Here we are looking at the Hosmer and Lemeshow low birthweight data again. Fit a logistic regression model in which the response variable is the low birthweight indicator (low) and the covariates are: the age variable (age), the last weight variable (lwt), a dummy variable for African American individuals, a dummy variable for individuals who are neither white nor African American, the smoking indicator (smoke), and the indicator of uterine irritability (UI). For the purpose of this exercise, allow age and lwt to enter the linear predictor directly in a linear fashion, i.e, don't transform age and lwt.
a) Conduct a likelihood ratio test in which the null hypothesis is that the coefficients on smoke and ui are jointly equal to 0. Provide details of how you conducted the test. Report the results and explain what they mean.
b) Conduct a Wald test in which the null hypothesis is that the coefficient on the African American dummy is equal to the coefficient on the dummy for individuals who are neither African American nor white. Note that the null here is not necessarily that coefficients are both equal to 0-- only that they are equal to each other. Provide details of how you conducted the test. Report the results and explain what they mean.
c) Explain how you would construct a Wald test of the null hypothesis that three coefficients are simultaneously equal to each other, but not necessarily equal to 0.
Here we are examining survey data that look at the self-reported expected voting behavior, issue positions, and demographic characteristics of a random sample of American voters.

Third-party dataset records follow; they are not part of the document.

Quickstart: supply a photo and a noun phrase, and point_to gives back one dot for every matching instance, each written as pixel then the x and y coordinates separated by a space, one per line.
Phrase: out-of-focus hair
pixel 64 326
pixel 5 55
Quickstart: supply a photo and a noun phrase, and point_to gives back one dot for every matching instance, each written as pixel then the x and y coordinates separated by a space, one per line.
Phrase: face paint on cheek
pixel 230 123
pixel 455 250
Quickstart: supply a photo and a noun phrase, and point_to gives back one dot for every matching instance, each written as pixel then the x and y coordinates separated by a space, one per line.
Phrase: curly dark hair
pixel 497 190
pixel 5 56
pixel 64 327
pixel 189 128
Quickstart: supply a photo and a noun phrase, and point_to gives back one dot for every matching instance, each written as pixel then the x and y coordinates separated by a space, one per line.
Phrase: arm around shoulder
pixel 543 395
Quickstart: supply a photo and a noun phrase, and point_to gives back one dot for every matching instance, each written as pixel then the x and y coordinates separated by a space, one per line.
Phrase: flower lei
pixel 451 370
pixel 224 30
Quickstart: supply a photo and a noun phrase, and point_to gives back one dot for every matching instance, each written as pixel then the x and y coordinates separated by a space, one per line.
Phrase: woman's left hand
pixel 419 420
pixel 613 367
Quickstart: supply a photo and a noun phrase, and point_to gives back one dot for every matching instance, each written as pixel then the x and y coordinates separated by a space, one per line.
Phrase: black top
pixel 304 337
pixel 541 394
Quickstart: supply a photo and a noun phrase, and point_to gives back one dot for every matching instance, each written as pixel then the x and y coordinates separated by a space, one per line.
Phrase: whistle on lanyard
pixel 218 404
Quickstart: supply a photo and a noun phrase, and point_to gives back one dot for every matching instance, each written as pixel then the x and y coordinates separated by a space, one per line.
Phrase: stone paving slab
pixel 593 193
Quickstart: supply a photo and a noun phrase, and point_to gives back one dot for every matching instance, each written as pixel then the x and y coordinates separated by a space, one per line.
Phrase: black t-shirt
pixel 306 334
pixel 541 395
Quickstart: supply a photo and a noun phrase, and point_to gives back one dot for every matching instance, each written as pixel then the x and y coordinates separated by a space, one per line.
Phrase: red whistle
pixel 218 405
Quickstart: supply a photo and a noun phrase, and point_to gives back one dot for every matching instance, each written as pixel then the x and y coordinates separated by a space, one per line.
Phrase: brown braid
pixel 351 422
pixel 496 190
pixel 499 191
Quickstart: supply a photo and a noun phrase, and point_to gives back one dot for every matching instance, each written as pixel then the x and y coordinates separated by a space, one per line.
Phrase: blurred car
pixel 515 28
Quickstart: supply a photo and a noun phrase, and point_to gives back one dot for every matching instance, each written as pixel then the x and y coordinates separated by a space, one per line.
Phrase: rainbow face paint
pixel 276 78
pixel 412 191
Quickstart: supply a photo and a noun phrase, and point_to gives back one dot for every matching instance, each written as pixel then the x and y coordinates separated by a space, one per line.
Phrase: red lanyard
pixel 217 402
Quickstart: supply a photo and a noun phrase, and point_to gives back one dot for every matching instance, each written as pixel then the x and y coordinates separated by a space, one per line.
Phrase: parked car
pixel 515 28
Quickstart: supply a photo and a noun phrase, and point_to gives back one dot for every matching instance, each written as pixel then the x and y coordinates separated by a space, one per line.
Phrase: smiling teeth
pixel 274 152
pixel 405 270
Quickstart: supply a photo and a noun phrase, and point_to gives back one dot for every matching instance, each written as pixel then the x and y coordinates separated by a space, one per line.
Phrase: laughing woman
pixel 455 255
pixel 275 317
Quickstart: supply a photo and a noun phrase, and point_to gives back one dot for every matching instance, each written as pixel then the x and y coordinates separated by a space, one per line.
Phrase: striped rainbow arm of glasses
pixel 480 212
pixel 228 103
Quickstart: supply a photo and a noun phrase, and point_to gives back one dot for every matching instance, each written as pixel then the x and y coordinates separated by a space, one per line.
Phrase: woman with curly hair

These data are from the 1996 American National Election Study and are provided at the bottom of this page.
Your task is to determine an appropriate model or models for a citizen's voting decision. You have a great deal of freedom here. The only constraint is that the vote variable must be the response variable. With that in mind, what goes on the right hand side is completely up to you. Bear in mind that your models should be interpretable and should have good explanatory power.
Justify and explain your decisions regarding any variable transformations and which variables you ended up including in your model(s).
Write up the results, paying special attention to substantive interpretation of the results. Include graphs of key quantities such as predicted probabilities as appropriate. What are these results telling us about voting behavior in the US? Are the results in line with your prior opinions about American voting behavior? Any surprises? What are the effects of key variables on the probability of voting for Dole vs. Clinton? Are there any variables that have an especially strong effect?